Published in the February 17, 2017 edition
MELROSE — The Melrose Cultural Council has awarded of 21 Local Cultural Council (LCC) grants, totaling $11,000. The grants will be used to fund events and programs that will take place in Melrose during the 2017 calendar year.
Grants have been awarded to first-time applicants, established arts organizations, artists and schools. Events are scheduled at Memorial Hall, the library, Milano Center, and in leased and loaned spaces in churches, parks and regional theaters. Students in preschools, elementary, middle and high school will benefit from theater and music education enrichment, master classes and field trips with LCC grant funding.
“The work the Melrose Cultural Council achieves is tremendous,” said State Rep. Paul Brodeur. “This state funding is an investment in our community which empowers local artists to create vibrant cultural events and experiences for all of us to enjoy and engage with. Additionally, this grant money serves as an investment in our creative economy, ensuring that artists and other creatives have the support they need to practice their craft. I am proud to advocate for the arts in Melrose and am so pleased to see this work in action.”
The Melrose Cultural Council is part of a statewide network of 329 Local Cultural Councils serving all 351 cities and towns in the commonwealth. The LCC Program is the largest grassroots cultural funding network in the nation, supporting thousands of community-based projects in the arts, sciences and humanities. The State Legislature provides an annual appropriation to the Massachusetts Cultural Council, a state agency, which then allocates funds to each community. Decisions about which activities to support are made at the community level by a board of local volunteers who live or work in the community. Thirty-one applications were submitted by the October 17, 2016 deadline.
The Melrose Council requires that a proposal meet the eligibility guidelines, then gives first priority to applications that have broad public benefit, a solid budget, a confirmed date and have secured venues. The grant cannot be used to fully fund a project. First time applicants who are considering applying for the 2018 grant cycle are encouraged to contact email@example.com in advance of the October 2017 deadline. If asked, the council can provide helpful grant writing feedback and guidance on the online submission process. New applicants and original ideas are considered favorably. Information and applications can be found online at www.melroseculture.org and on Facebook.
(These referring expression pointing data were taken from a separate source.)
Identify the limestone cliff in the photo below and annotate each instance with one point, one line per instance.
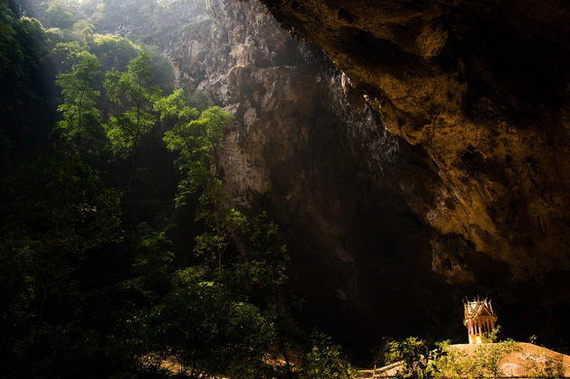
(433, 166)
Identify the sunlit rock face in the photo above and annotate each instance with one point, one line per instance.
(435, 167)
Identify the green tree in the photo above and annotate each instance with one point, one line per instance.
(134, 93)
(416, 355)
(81, 121)
(326, 360)
(202, 327)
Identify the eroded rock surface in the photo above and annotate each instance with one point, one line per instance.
(433, 166)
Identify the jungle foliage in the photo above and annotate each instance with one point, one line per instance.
(120, 255)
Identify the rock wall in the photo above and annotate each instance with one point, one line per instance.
(483, 88)
(434, 166)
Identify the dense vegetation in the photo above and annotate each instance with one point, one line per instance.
(119, 254)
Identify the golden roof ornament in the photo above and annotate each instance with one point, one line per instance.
(479, 320)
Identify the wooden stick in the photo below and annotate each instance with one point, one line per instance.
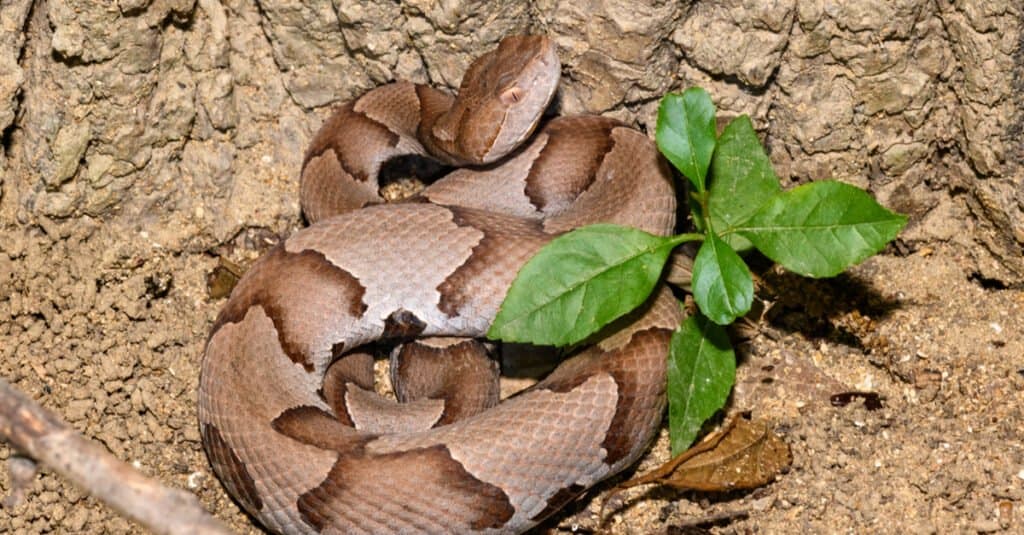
(45, 438)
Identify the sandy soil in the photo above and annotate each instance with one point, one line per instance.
(141, 140)
(116, 334)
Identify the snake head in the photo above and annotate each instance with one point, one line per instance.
(501, 99)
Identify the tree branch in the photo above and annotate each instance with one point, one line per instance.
(44, 437)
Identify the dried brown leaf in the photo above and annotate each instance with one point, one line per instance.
(743, 455)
The 2017 grant recipients are The Beethoven Society; The Fourth Annual Intergenerational Spring Fling; Davis Bates and Roger Tincknell; Delvena Theatre Company; Franklin Early Childhood Center; Friends of the Melrose Public Library; Melrose Bandaiders; Melrose Online Community Calendar; Melrose Daycare Center; Melrose School Orchestra Parents Organization; Melrose Grad Night; Melrose Symphony Orchestra; North Suburban Child and Family Resource Network; Northeast Division of Music Educators Association; Polymnia Choral Society; Roger Tincknell; Roosevelt Elementary School PTO; Ryan D. Hayward, preservation historian; and Sally Frank’s Farmers Market. The grant recipients also include reduced Stoneham Theatre ticket prices for Melrose youth and seniors, and Temple Beth Shalom’s Keeping Jazz Alive program.
Current members of the Melrose Cultural Council are Jessi Eisdorfer, Gail Fertig, Arleen Frasca , Sara Gravante, Martha Grover, Karen Konicek, Luke Miller, Kris Rodolico, Dorothy Travis and Mike Zwirko.
“The Melrose Cultural Council enthusiastically encourages all residents to participate in the arts locally,” said Grover in a news release. “Your participation, while enriching your own life in a positive way, makes Melrose a thriving and vital community for all.”